In fact the
first three rows of the grid are uniform. Rubens Barrichello lines
up alongside the world champion, Montoya and Ralf Schumacher's Williams
FW26s fill row two and an excellent lap from Takuma Sato, who out-qualified
his team-mate Jenson Button, made sure the BARs are fifth and sixth.
Schumacher,
fourth quickest in the pre-qualifying session, just eclipsed Barrichello's
benchmark in the first two sectors of his qualifying lap but found
an astonishing three tenths in the final two corners. This despite
a lap that he admitted was untidy by his own standards. He did well
to minimise the damage from a lock up into Turn 9 though.
“We finally
got everything together at the right time, and that is what matters,”

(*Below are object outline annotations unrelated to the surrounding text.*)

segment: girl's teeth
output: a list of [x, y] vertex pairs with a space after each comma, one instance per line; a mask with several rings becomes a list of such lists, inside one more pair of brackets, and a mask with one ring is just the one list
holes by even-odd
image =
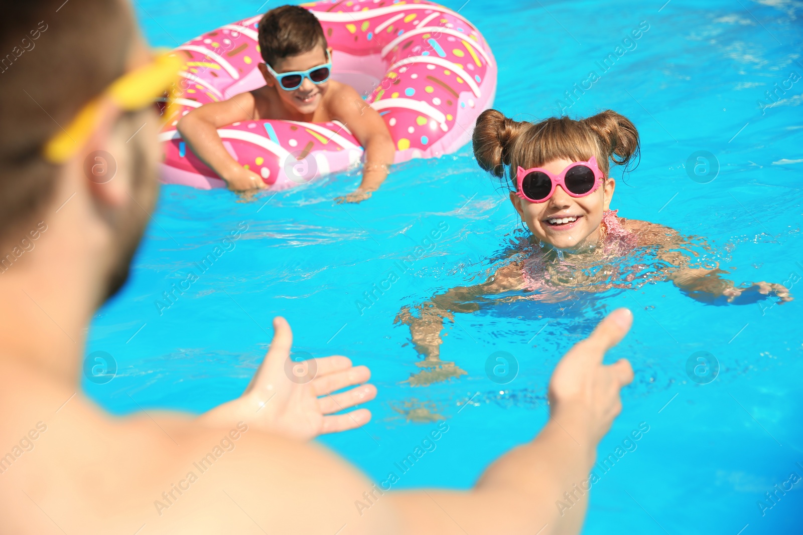
[[576, 221], [577, 221], [577, 218], [573, 216], [572, 217], [560, 217], [559, 219], [552, 218], [549, 220], [549, 223], [551, 225], [565, 225], [566, 223], [572, 223]]

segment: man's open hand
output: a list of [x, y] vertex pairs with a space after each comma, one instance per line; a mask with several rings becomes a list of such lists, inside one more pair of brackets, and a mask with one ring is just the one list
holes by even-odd
[[627, 309], [612, 312], [560, 359], [549, 381], [552, 416], [559, 423], [581, 426], [583, 436], [595, 445], [622, 411], [619, 391], [633, 380], [627, 360], [605, 366], [602, 358], [622, 341], [632, 322]]
[[[308, 440], [365, 425], [371, 412], [361, 408], [329, 415], [370, 401], [377, 388], [361, 384], [371, 377], [365, 366], [352, 366], [346, 357], [302, 362], [290, 359], [292, 332], [283, 318], [273, 320], [275, 335], [265, 360], [239, 398], [201, 416], [214, 424], [243, 421], [249, 426], [289, 438]], [[339, 394], [332, 392], [359, 384]]]

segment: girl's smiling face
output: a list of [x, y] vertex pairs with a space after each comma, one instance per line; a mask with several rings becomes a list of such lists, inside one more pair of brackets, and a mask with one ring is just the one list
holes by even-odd
[[[571, 160], [552, 160], [539, 167], [559, 174], [572, 163]], [[608, 210], [615, 188], [616, 180], [609, 177], [582, 197], [570, 196], [559, 185], [544, 202], [530, 202], [516, 192], [511, 192], [510, 200], [533, 236], [556, 249], [574, 251], [599, 241], [602, 214]]]

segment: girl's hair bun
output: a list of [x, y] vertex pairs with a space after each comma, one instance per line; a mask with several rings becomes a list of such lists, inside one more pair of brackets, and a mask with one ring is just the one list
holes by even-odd
[[509, 148], [525, 124], [528, 123], [505, 117], [499, 110], [485, 110], [479, 114], [471, 136], [474, 156], [479, 167], [495, 176], [504, 175], [505, 166], [510, 165]]

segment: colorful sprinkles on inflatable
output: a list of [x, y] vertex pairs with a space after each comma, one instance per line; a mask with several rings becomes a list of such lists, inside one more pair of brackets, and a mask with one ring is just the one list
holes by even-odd
[[[477, 116], [493, 103], [496, 63], [482, 34], [460, 14], [429, 2], [349, 0], [304, 4], [320, 21], [332, 53], [332, 79], [366, 95], [385, 120], [395, 163], [458, 150]], [[257, 65], [261, 15], [226, 24], [175, 50], [181, 87], [161, 134], [162, 180], [208, 189], [223, 180], [186, 147], [181, 115], [264, 85]], [[308, 182], [356, 165], [362, 148], [346, 125], [243, 121], [218, 130], [243, 167], [271, 189]]]

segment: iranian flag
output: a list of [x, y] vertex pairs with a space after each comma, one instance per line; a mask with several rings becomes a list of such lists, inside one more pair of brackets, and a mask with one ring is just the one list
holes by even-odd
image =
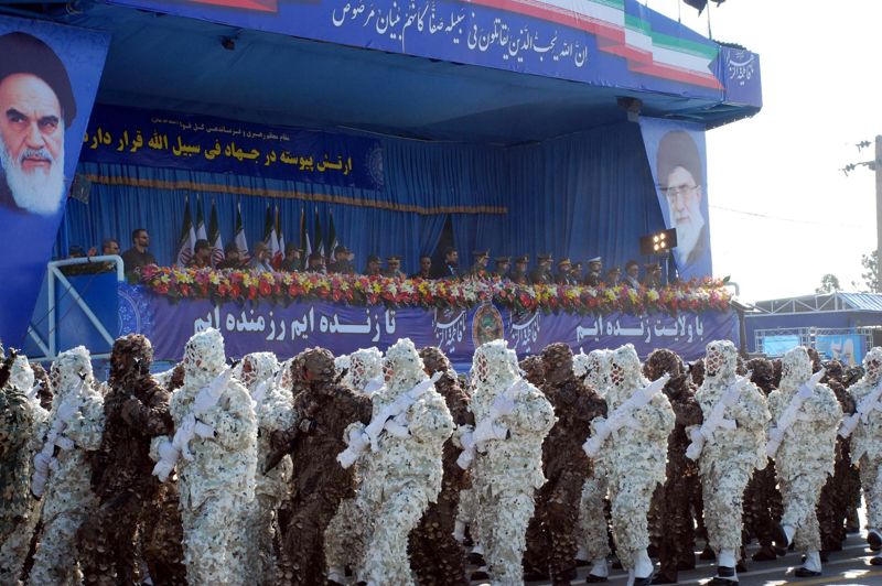
[[236, 204], [236, 234], [233, 237], [236, 242], [236, 248], [239, 249], [239, 260], [241, 265], [245, 267], [251, 261], [251, 256], [248, 254], [248, 239], [245, 238], [245, 228], [241, 224], [241, 204]]
[[267, 219], [263, 223], [263, 242], [269, 248], [270, 262], [279, 251], [279, 236], [276, 234], [276, 218], [272, 215], [272, 207], [267, 205]]
[[205, 234], [205, 217], [202, 215], [202, 198], [196, 198], [196, 240], [207, 240], [208, 235]]
[[282, 234], [282, 213], [279, 210], [279, 206], [276, 206], [276, 238], [278, 241], [276, 245], [279, 247], [278, 250], [272, 252], [272, 268], [277, 271], [282, 268], [282, 261], [284, 260], [284, 235]]
[[224, 262], [224, 242], [220, 240], [220, 223], [217, 221], [217, 205], [212, 199], [212, 217], [208, 220], [208, 242], [212, 243], [212, 267]]
[[312, 254], [312, 242], [310, 242], [310, 232], [306, 229], [306, 209], [300, 208], [300, 269], [306, 268], [306, 259]]
[[334, 256], [334, 249], [337, 248], [337, 231], [334, 228], [334, 213], [329, 211], [329, 220], [327, 220], [327, 260], [331, 262], [336, 262], [336, 257]]
[[196, 229], [190, 215], [190, 198], [184, 197], [184, 225], [181, 227], [181, 237], [178, 239], [176, 264], [186, 267], [193, 258], [193, 248], [196, 246]]
[[324, 257], [324, 245], [322, 243], [322, 223], [319, 221], [319, 208], [315, 208], [315, 231], [312, 234], [312, 250]]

said Schumacher, referring to the fact that he was only eighth in
after the morning's free practice sessions. "I cannot say that
it was my best lap, honestly. I think everyone struggled in some
way or other, it's a very tricky circuit to get everything out of
the car. It's a technically demanding circuit."
Montoya's lap
had a purposeful look to it, all twitchy and clearly bang on the
limit. The Colombian caught a wicked slide through the quick left-right
after Turn 1 and after two sectors was 0.146s faster than either
of the Ferraris. But he encountered understeer in the last sector
– eventually dropping behind Barrichello's tidy if somewhat
“conservative” effort.
"The first
two sectors were fine," said Montoya. "It was a good lap
until the last corner. I got too much understeer and couldn't get
on the throttle."
Ralf Schumacher
set exactly the same first sector time as Montoya, but his understeer
crept in earlier in the lap and he ended up nearly half a second
away from his brother.
Jarno Trulli
was seventh fastest for Renault. The Italian was quick and committed
but simply couldn't get the R23 through the fast stuff. But at least
he posted a time of worth which is more than can be said for his
team-mate Fernando Alonso, who for the second time in as many races
ruined his lap with two costly errors. The Spaniard recorded the
17th fastest time.
Olivier Panis
and Cristiano da Matta marked Toyota's continuing improvement after
a disastrous start to the season by putting both cars in the top
ten. Although both were 1.5s shy of the ultimate pace.
David Coulthard
was a disappointing tenth after a weekend spoilt by punctures. McLaren
team-mate Kimi Raikkonen aborted his lap after the out-lap and will
start from the back. The Finn was already facing a 10-place penalty
for an engine change yesterday.
Giancarlo Fisichella
was 11th fastest for Sauber, outqualifying team-mate Felipe Massa,
who was 13th, for the first time this season. Likewise Jaguar Racing's
Christian Klien in 12th, managed to beat Mark Webber who came in
a disappointing 14th. What a difference two weeks make.
Nick
Heidfeld was unsurprisingly fastest of the Cosworth-powered gang
in 15th, nearly six tenths quicker than his Jordan team-mate Giorgio
Pantano. Gianmaria Bruni was 18th for Minardi while team-mate Zsolt
Baumgartner was last of the timed runners, over five seconds off
the pace.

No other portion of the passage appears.